Haplotype_Caller - MorrellLAB/sequence_handling GitHub Wiki
Basic Usage
The Haplotype_Caller handler uses the Genome Analysis Toolkit (GATK) to create a genomic variant call format (GVCF) file for each sample. This script requires a list of BAM files and the nucleotide diversity per base pair (Watterson's theta) as input. Due to the large amount of memory required, it is recommended to submit the task array to the "ram256g" queue on MSI.
To run Haplotype_Caller, all common variables and handler-specific variables must be defined within the configuration file. Once the variables have been defined, Haplotype_Caller can be submitted to a job scheduler with the following command (assuming that you are in the directory containing sequence_handling
):
./sequence_handling Haplotype_Caller Config
Where Config is the full file path to the configuration file.
Handler-Specific Variables
The following are a list of variables that need to be defined within Config
. In addition to the handler-specific variables, all common variables must be defined.
Variable | Function |
---|---|
HC_QSUB |
QSub settings for batch submission.
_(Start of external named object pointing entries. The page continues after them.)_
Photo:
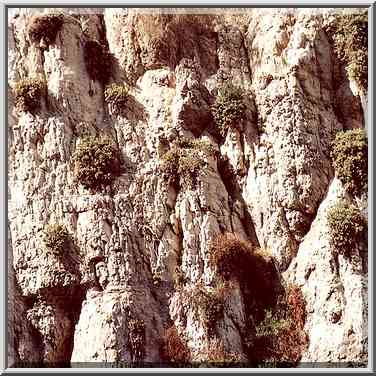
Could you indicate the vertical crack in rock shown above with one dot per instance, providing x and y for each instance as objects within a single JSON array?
[{"x": 137, "y": 272}]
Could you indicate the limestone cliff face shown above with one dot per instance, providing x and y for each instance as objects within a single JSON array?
[{"x": 131, "y": 238}]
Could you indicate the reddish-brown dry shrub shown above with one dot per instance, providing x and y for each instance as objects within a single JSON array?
[
  {"x": 98, "y": 61},
  {"x": 46, "y": 27},
  {"x": 283, "y": 338},
  {"x": 256, "y": 273},
  {"x": 216, "y": 355},
  {"x": 175, "y": 349}
]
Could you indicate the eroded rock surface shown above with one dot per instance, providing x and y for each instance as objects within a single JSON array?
[{"x": 133, "y": 240}]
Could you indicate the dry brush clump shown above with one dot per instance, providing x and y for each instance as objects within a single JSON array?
[
  {"x": 116, "y": 95},
  {"x": 136, "y": 339},
  {"x": 347, "y": 227},
  {"x": 56, "y": 238},
  {"x": 175, "y": 349},
  {"x": 280, "y": 337},
  {"x": 185, "y": 161},
  {"x": 350, "y": 159},
  {"x": 229, "y": 108},
  {"x": 234, "y": 258},
  {"x": 96, "y": 162},
  {"x": 208, "y": 303},
  {"x": 98, "y": 60},
  {"x": 350, "y": 35},
  {"x": 215, "y": 355},
  {"x": 29, "y": 93},
  {"x": 45, "y": 27}
]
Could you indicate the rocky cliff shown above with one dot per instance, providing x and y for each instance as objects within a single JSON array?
[{"x": 136, "y": 278}]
Recommended settings are "mem=250gb,nodes=1:ppn=24,walltime=24:00:00" . |
HC_QUEUE |
The specific queue where the job will be submitted. Attempting to run sequence_handling while on a different server than the one specified will create an error message. Choose from: "lab" , "mesabi" , "ram256g" , or other queues shown here. Recommended queue is "ram256g" . |
FINISHED_BAM_LIST |
A list of full file paths to the finished BAM files. This can be generated with sample_list_generator.sh . |
THETA |
The nucleotide diversity per base pair (Watterson's theta). This varies per species. For barley: 0.008 For soybean: 0.001 |
DO_NOT_TRIM_ACTIVE_REGIONS |
If true, GATK will not trim down the active region from the full region (active + extension) to just the active interval for genotyping. Recommended value: false. |
FORCE_ACTIVE |
If true, all bases will be considered active regions. Recommended value: false. |
Output
Haplotype_Caller generates a GVCF file for each BAM file specified. The GVCF files can be found at
${OUT_DIR}/Haplotype_Caller
A list of files is not generated from Haplotype_Caller. However, you can generate one using sample_list_generator.sh
.
Dependencies
Haplotype_Caller depends on GATK for generating the GVCFs. If the reference dictionary needs to be generated, Haplotype_Caller also depends on Picard. In addition, PBS is required for basic operation. Please check the dependencies page to ensure that you are using the required version of each dependency.